Tovino Thomas and Samyuktha Menon in <em>Edakkad Battalion 06</em>
Tovino Thomas and Samyuktha Menon in Edakkad Battalion 06

It's impossible to look beyond the film's dullness. The second you notice the setup for a scene, you not only sense what's happening but you're also able to foresee what's going to happen in the scenes that follow. To be fair, you can still make an "uneventful" film engaging through mood, texture, detailing, performances and the characters, like we saw recently in Thaneermathan Dinangal. But there's none of that in Edakkad Battalion. In fact, Tovino's character is so one-dimensional and perfect that if he were to wear a crumpled shirt, it would automatically get ironed.

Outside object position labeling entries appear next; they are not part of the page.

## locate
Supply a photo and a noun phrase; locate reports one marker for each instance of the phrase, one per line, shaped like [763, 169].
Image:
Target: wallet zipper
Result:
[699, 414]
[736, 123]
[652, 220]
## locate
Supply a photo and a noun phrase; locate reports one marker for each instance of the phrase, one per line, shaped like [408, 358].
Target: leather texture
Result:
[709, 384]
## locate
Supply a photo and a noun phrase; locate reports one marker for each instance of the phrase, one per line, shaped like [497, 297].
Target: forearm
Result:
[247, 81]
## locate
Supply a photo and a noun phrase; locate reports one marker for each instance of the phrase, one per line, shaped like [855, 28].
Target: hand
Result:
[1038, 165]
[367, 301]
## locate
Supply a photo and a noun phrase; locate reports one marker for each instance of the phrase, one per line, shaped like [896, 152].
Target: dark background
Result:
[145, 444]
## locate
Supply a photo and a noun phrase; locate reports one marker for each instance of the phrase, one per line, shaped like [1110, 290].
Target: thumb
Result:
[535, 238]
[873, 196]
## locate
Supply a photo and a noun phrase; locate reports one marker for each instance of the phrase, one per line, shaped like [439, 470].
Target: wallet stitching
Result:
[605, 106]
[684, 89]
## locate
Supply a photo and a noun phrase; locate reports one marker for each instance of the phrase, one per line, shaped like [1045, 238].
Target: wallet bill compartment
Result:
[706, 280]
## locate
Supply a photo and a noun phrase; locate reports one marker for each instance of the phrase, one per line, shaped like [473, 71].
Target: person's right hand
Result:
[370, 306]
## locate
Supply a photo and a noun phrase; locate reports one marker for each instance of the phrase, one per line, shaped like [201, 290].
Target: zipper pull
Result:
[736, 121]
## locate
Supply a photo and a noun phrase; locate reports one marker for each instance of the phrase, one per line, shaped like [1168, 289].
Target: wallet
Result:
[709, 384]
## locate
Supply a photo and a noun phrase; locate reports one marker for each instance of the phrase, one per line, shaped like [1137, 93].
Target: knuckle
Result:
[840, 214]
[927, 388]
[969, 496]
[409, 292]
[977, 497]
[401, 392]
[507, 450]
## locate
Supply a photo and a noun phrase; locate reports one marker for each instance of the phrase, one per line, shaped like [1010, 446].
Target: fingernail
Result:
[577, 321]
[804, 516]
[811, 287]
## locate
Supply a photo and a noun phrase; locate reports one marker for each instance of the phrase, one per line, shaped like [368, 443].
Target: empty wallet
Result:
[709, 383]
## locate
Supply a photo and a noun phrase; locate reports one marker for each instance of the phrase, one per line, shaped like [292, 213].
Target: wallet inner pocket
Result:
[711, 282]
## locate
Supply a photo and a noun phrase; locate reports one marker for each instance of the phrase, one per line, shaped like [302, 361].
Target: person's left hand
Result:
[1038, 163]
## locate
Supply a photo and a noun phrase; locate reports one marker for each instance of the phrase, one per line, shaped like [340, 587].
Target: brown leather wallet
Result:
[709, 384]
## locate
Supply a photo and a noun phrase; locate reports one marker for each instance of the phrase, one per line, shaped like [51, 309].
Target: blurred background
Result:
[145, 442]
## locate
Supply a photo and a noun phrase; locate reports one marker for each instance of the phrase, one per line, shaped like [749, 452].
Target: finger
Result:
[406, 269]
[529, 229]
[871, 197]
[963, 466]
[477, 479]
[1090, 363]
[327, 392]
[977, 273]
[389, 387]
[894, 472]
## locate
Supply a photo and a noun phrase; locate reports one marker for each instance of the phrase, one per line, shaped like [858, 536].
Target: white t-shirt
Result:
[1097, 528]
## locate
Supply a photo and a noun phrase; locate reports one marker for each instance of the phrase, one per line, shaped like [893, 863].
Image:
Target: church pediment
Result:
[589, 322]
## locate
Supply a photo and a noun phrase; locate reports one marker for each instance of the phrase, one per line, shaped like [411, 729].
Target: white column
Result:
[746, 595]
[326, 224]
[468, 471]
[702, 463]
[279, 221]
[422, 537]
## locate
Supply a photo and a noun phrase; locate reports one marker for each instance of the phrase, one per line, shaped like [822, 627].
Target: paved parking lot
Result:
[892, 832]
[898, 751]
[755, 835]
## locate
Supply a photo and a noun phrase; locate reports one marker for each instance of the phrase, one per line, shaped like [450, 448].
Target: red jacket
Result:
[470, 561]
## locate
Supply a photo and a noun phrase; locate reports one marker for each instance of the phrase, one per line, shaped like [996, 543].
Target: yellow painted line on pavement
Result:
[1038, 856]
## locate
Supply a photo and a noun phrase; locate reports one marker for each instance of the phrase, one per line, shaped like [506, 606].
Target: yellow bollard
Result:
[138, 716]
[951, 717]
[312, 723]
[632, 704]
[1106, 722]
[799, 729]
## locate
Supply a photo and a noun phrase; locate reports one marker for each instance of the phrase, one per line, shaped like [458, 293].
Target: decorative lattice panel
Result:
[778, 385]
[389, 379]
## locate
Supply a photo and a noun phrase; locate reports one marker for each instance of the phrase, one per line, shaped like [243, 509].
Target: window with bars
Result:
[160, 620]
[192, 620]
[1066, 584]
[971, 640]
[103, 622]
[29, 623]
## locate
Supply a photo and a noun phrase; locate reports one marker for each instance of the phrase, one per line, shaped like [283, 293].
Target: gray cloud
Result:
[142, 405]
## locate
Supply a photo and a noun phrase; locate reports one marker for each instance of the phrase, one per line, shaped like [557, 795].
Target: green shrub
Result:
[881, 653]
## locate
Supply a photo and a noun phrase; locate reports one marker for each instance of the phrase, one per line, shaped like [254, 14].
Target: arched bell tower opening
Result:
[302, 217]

As the film progresses, it gets even more sluggish, and you realise how a more able director could have finished saying the same story in half the time. Conflicts feel like anthills and the film has a way of looking at its antagonists merely as a group of "freakans", never backing them with any kind of writing or depth. The heroine too gets no role apart being a part of the most cliched Muslim marriage song ever, which is then followed up with the most cliched Ladakh song ever. The supporting cast too behaves more like caricatures than people.

Yet what's most surprising is that a group of people behind this film must have thought that the one thing that was lacking in Malayalam cinema were stories about the Indian Army and Army officers. The makers must have thought that in Swapnesh, they had found a director who could tell a story of patriotism, albeit within the limitations of a small family drama. In other words, the makers must have thought that they'd discovered their own 'Minor Ravi'.